地球でのコンピューターシミュレーションの結果からは、この星の火砕流を、正確に予想出来ないのね?」

「火砕流の質量とエネルギーについて、地球でのコンピューターシミュレーションのデータと、思考実験によって、ある程度、予想出来ましたね…」

「…

火砕流の質量とエネルギーと、火砕流の高さは、必ずしも比例しないと思う。

でも、質量とエネルギーが多いほど、高さも高くなるはずだね…

だから、あくまで思考実験としてなら、質量とエネルギーから、高さも推測してみることは出来るね…」

「…

わかったわ!!

思考実験してみて頂戴!!」

「…

プル、ンケ、ルム、ベズでの、アメリカ西海岸での、火砕流の質量とエネルギーと、灼熱ノ岩流ルル国での質量とエネルギーの比率は、86.8%ですから、プル、ンケ、ルム、ベズでの、西海岸での、火砕流の高さがわかれば、その0.868倍の高さの火砕流が、灼熱の岩流ルル国に襲来すると予想出来ますね…」

「…

地球の西海岸での、火砕流の高さは、シミュレーションのデータでは、30メートルほどだった。

プル、ンケ、ルム、ベズでは、火口から西海岸までの地表の状態と、気象の違いから、火砕流が火口から西海岸に到達するまでの間に、失われる質量とエネルギーは、地球のそれらよりも、少なくなるはずだ。

失われる質量とエネルギーの比率を概算しよう。

地球では、大気からの抵抗力が1.5、海からの抵抗力が1、プル、ンケ、ルム、ベズでは、大気からの抵抗力が1、氷からの抵抗力が0.1だったね。

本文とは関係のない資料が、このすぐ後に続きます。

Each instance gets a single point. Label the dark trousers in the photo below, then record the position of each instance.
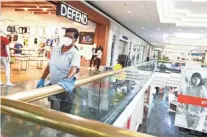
(98, 60)
(93, 60)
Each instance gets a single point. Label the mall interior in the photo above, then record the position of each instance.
(122, 68)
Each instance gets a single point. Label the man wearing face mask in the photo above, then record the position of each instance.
(64, 62)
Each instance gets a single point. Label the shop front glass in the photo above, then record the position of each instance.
(32, 34)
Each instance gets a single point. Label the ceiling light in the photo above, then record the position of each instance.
(189, 35)
(44, 9)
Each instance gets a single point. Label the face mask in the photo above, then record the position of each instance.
(65, 41)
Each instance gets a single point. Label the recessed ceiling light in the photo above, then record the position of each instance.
(44, 9)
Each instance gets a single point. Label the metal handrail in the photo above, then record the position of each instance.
(64, 122)
(36, 94)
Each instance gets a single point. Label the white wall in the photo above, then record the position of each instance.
(118, 30)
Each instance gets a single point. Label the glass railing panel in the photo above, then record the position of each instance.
(104, 99)
(170, 66)
(15, 127)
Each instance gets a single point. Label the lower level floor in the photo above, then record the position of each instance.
(159, 122)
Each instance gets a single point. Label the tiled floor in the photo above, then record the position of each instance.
(159, 122)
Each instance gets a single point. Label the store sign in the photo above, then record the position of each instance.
(71, 13)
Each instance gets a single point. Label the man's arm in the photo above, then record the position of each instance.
(75, 65)
(72, 71)
(46, 72)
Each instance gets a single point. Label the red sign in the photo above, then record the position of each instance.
(192, 100)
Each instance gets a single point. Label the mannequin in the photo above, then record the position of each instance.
(5, 57)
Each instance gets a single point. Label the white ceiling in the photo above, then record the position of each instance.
(163, 23)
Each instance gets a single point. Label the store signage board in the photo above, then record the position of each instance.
(71, 13)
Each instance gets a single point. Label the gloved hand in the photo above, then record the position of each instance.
(67, 84)
(41, 83)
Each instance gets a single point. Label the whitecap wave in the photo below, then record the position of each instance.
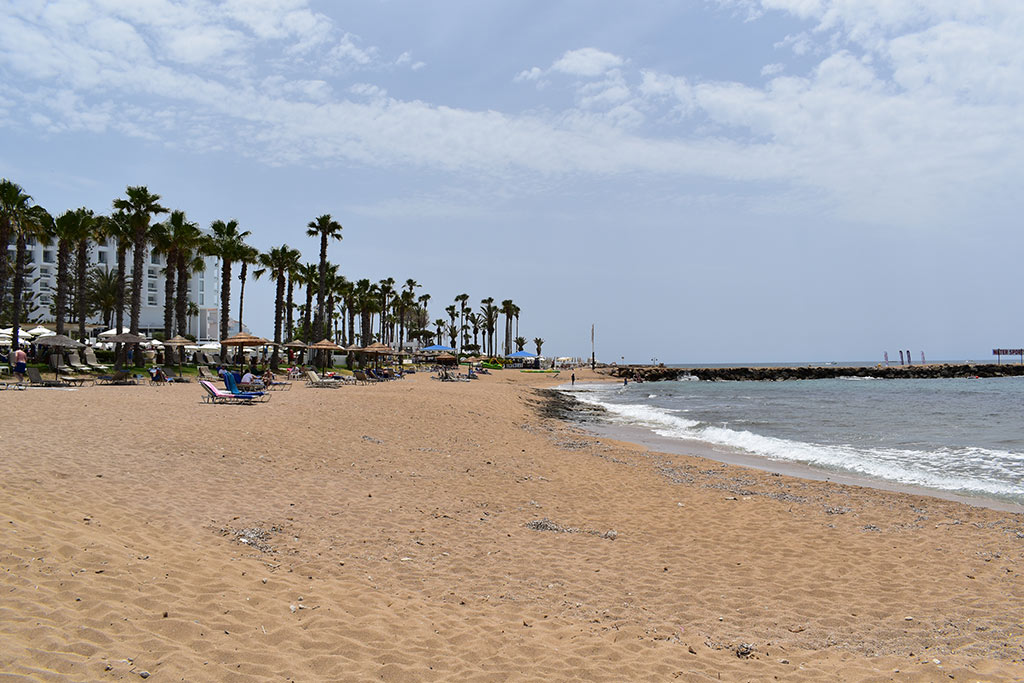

火口から西海岸の間には、海は無くて、さまざまな地形の地表があるから、地表からの抵抗力を見積もる必要がある。

地球での地表からの抵抗力は…

どれぐらいだろうね?」

「…

カンでいいのね?

3ぐらいかしら?」

「…

森林や都市もあったのですよね?

高山地帯も…

とすると、5ぐらいあるかもしれませんね…?」

「…

じゃ、平均して4にしよう。

思考実験だからね…

とすると、地球での抵抗力の合計は、1.5+4=5.5だ。

プル、ンケ、ルム、ベズでの、抵抗力は、大気からの抵抗力は同じ、1と見なせるけど、氷からの抵抗力は、限リ無キ氷洋とは違って、地球で言うところのロッキー山脈があるから、0.1よりも大きくなるはずだ。

いくつぐらいかな?」

「…

2ぐらいかしら…?」

「…

私も、2ぐらいのような気がします…」

「じゃ、2だね!!

とすると、プル、ンケ、ルム、ベズでの、抵抗力の合計は、1+2=3になる。

とすると、抵抗力の比率は、5.5対3だね。火口から西海岸までの間に、火砕流から失われる質量とエネルギーの比率も、同じと見なせる。

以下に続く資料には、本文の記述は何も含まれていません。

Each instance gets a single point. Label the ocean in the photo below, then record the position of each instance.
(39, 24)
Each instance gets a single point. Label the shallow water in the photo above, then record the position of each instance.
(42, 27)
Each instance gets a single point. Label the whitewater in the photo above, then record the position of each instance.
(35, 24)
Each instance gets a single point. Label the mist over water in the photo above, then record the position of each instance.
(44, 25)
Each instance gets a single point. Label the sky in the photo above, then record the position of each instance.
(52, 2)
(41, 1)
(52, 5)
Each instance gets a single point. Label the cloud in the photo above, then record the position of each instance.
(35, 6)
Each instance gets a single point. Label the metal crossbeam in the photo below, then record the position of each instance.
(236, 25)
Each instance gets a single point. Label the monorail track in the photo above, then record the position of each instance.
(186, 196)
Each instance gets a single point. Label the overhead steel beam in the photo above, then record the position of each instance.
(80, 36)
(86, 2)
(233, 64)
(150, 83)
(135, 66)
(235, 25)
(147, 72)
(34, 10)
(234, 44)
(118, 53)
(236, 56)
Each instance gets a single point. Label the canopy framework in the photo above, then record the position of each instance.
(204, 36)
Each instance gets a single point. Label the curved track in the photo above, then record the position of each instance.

地球では、火口から西海岸までの間に、火砕流の高さは、300メートルから30メートルに減った。

高さが質量とエネルギーに比例するとすると、30÷300=10%に減ったから、90%の質量とエネルギーが失われたことになる。

とすると、プル、ンケ、ルム、ベズでは、90%÷5.5×3≒49%の質量とエネルギーが失われることになる。

とすると、51%の質量とエネルギーが残っていることになる。

300×0.51=153メートル…」

「…

プル、ンケ、ルム、ベズの西海岸では、153メートルもあるの…?」

「…

思考実験です…

落ち着きましょう…」

「…

灼熱ノ岩流ルル国では、153×0.868≒130メートルほどになるね…」

「…

高すぎるわ…!!

そんな防壁、造るのに何年もかかる…!!」

「…

シミュレーションの結果を待ちましょう。

その高さの防壁は、現実的ではありませんから…」

「…

そうだね…

この思考実験では、防壁の高さを決められないね…」


彼女は、夕焼け空を見やりながら、言った。


「プル、ンケ、ルム、ベズの火砕流は、地球の火砕流よりも、はるかに高くなるのね!!」



星の吐息を感じ取れば…


星のあくびを感じ取れば…


彼女は、雲ひとつ無い夕空の、紅から紺までの至上のグラデーションを味わいながら、訊いた。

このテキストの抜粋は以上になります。